In Deutschland findet Cobham musikalische Freiräume

"Chaouki", sagt Billy Cobham, "hat eine einzigartige und sehr positive Persönlichkeit. An seine Musik erinnert man sich, die Melodien, die er singt und die ihren Ursprung in den Traditionen Algeriens haben, bleiben im Gedächtnis."

Jazz ist für Billy Cobham eben dies: der musikalische Ausdruck einer Persönlichkeit. Und er gehört niemandem. Wo er herkommt, der Jazz, wo er hingeht – das ist für ihn ganz offen. Jazz habe zwar längst keinen komischen Geruch mehr, sagt Billy Cobham – "At least it doesn't smell like cow manure" –, aber Jazz sei auch nicht tot. "Ich glaube nicht, dass der Jazz jemals sterben wird, solange es Menschen gibt, die ihn spielen wollen. In unterschiedlichen Bereichen der Erde haben Menschen unterschiedliche Vorstellungen vom Leben, und Jazz ist das Medium, mit dem sie das ausdrücken."

Seit 45 Jahren lebt Billy Cobham in der Schweiz, in Bern; er spricht von all den amerikanischen Jazzmusikern, die nach Europa kamen und oft bleiben – von Dexter Gordon, der lange in Paris lebte, Quincy Jones in Stockholm und vielen anderen. "Ich habe zuerst nicht verstanden, was das bedeutete – politisch, gesellschaftlich. Ich kam nach Europa und dachte mir: Ich bleibe ein paar Wochen und lerne alles. Ich bin noch immer hier, und ich habe nur an der Oberfläche gekratzt."

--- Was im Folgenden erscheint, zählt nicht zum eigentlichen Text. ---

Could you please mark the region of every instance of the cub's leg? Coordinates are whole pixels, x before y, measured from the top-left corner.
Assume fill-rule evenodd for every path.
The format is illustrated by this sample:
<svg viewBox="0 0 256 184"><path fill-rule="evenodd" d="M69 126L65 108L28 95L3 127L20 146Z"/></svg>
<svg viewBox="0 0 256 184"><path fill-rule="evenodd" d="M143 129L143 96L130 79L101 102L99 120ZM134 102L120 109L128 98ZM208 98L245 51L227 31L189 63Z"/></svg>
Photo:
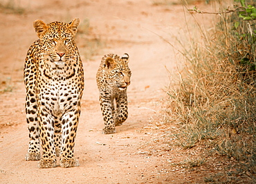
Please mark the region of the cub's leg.
<svg viewBox="0 0 256 184"><path fill-rule="evenodd" d="M105 134L113 134L116 132L115 124L112 116L113 102L111 97L106 95L100 96L100 108L103 115L103 120L105 125L102 133Z"/></svg>
<svg viewBox="0 0 256 184"><path fill-rule="evenodd" d="M77 109L62 116L62 145L60 154L60 166L62 167L79 166L79 161L74 156L74 146L80 115L80 111Z"/></svg>
<svg viewBox="0 0 256 184"><path fill-rule="evenodd" d="M122 93L116 98L116 108L114 114L114 123L116 126L121 125L128 118L127 95Z"/></svg>

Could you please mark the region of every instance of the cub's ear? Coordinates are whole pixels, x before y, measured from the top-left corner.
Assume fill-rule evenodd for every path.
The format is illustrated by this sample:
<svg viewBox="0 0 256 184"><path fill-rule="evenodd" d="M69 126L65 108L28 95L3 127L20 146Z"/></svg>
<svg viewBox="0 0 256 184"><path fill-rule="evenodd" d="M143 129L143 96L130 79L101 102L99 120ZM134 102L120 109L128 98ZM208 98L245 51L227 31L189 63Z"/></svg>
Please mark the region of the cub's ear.
<svg viewBox="0 0 256 184"><path fill-rule="evenodd" d="M77 32L77 26L80 21L78 18L75 18L71 22L69 23L68 28L71 30L73 36L75 36Z"/></svg>
<svg viewBox="0 0 256 184"><path fill-rule="evenodd" d="M125 59L126 61L126 62L128 63L129 55L127 53L124 53L124 55L122 56L121 59Z"/></svg>
<svg viewBox="0 0 256 184"><path fill-rule="evenodd" d="M34 21L33 26L35 30L35 33L37 33L39 38L41 39L48 29L46 24L45 24L42 20L35 20Z"/></svg>
<svg viewBox="0 0 256 184"><path fill-rule="evenodd" d="M108 69L113 68L116 66L116 61L111 57L107 57L105 60L104 66Z"/></svg>

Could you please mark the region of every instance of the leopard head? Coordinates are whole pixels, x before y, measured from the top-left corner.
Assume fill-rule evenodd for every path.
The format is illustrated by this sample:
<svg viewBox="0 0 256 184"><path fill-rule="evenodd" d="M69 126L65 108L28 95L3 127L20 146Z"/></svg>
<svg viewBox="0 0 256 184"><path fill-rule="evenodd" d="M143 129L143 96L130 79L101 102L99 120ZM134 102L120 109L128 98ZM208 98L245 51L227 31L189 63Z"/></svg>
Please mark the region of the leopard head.
<svg viewBox="0 0 256 184"><path fill-rule="evenodd" d="M107 83L111 87L125 90L130 84L131 71L128 66L129 55L125 53L120 58L117 55L108 57L104 61L104 67L107 71Z"/></svg>
<svg viewBox="0 0 256 184"><path fill-rule="evenodd" d="M35 32L42 44L40 48L42 53L56 65L64 64L70 59L73 50L76 50L75 35L79 22L78 18L68 24L55 21L46 24L42 20L34 21Z"/></svg>

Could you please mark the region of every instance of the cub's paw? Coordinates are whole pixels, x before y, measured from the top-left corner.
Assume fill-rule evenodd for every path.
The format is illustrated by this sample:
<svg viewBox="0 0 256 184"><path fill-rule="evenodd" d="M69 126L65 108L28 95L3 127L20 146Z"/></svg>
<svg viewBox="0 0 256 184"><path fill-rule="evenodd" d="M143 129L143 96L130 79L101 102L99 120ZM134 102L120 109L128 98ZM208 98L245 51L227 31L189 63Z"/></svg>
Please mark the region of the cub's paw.
<svg viewBox="0 0 256 184"><path fill-rule="evenodd" d="M121 126L122 125L122 122L115 122L115 126Z"/></svg>
<svg viewBox="0 0 256 184"><path fill-rule="evenodd" d="M57 147L55 149L55 153L56 153L56 156L60 156L60 148Z"/></svg>
<svg viewBox="0 0 256 184"><path fill-rule="evenodd" d="M41 159L38 162L38 167L39 168L51 168L56 167L56 159Z"/></svg>
<svg viewBox="0 0 256 184"><path fill-rule="evenodd" d="M104 128L102 129L102 134L115 134L115 133L116 133L115 128L112 128L112 129Z"/></svg>
<svg viewBox="0 0 256 184"><path fill-rule="evenodd" d="M31 153L28 152L26 154L25 160L39 160L41 158L40 153Z"/></svg>
<svg viewBox="0 0 256 184"><path fill-rule="evenodd" d="M60 167L71 167L79 166L79 161L77 159L73 158L60 158Z"/></svg>

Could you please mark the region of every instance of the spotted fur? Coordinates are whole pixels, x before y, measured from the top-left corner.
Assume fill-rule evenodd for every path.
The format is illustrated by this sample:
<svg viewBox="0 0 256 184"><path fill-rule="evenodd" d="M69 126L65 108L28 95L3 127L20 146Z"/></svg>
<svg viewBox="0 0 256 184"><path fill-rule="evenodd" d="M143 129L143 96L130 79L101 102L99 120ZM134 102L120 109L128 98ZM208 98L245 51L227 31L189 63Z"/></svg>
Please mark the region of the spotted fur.
<svg viewBox="0 0 256 184"><path fill-rule="evenodd" d="M97 73L100 102L105 127L103 134L116 132L115 126L120 125L128 117L127 88L130 84L131 71L129 55L104 55Z"/></svg>
<svg viewBox="0 0 256 184"><path fill-rule="evenodd" d="M26 160L39 167L78 166L73 148L84 89L84 71L75 35L79 19L66 24L34 21L39 38L25 62L26 113L29 130ZM40 142L42 156L40 154Z"/></svg>

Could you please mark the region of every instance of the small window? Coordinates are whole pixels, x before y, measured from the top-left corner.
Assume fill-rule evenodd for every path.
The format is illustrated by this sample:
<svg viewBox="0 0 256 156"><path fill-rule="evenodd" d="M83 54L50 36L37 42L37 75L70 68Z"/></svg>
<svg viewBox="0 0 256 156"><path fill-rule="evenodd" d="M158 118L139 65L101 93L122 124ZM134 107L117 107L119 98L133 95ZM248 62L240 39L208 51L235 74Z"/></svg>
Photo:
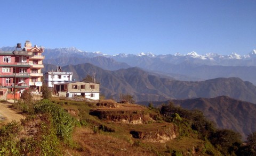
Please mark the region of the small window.
<svg viewBox="0 0 256 156"><path fill-rule="evenodd" d="M38 61L37 60L34 60L33 64L38 64Z"/></svg>
<svg viewBox="0 0 256 156"><path fill-rule="evenodd" d="M27 62L27 57L25 56L21 56L19 58L19 62Z"/></svg>
<svg viewBox="0 0 256 156"><path fill-rule="evenodd" d="M31 81L33 82L37 82L37 78L33 78L31 79Z"/></svg>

In Westdeutschland vor allem, in den 1970er- und 1980er-Jahren, entdeckte Cobham große musikalische Freiräume. Hier hatte sich der Jazz auf nahezu entgegengesetzte Weise entwickelt als in den USA: "Es gab Musiker, die großartig frei spielen konnten, aber als Solisten. Die sagten: Ich spiele, was ich will, und kümmere mich dabei um niemanden. Das waren Einzelpersönlichkeiten und es ging ihnen immer um Protest. In den USA dagegen gab es Bands wie das Art Ensemble of Chicago, bei denen Freiheit bedeutete, dass die Musiker ihre eigenen Wege gehen konnten – innerhalb eines bestimmten Rahmens. Dort trat das Chaos aus der Form heraus, hier wurde aus dem Chaos heraus etwas gesagt. Das ist ein großer Unterschied."

"What a crazy Place!"

Zu den USA allerdings will Billy Cobham, der in Panama geboren wurde und in New York aufwuchs, nichts weiter sagen. Er vermisst die Heimat nicht, im Gegenteil. "Die USA? Wer soll das sein?", sagt er und beginnt schallend zu lachen. Lieber erinnert er sich an seinen Auftritt mit der SWR Bigband 2016 im Scala in Ludwigsburg oder an sein Konzert bei der Zappanale in Bad Doberan im Sommer 2023: "What a crazy Place!"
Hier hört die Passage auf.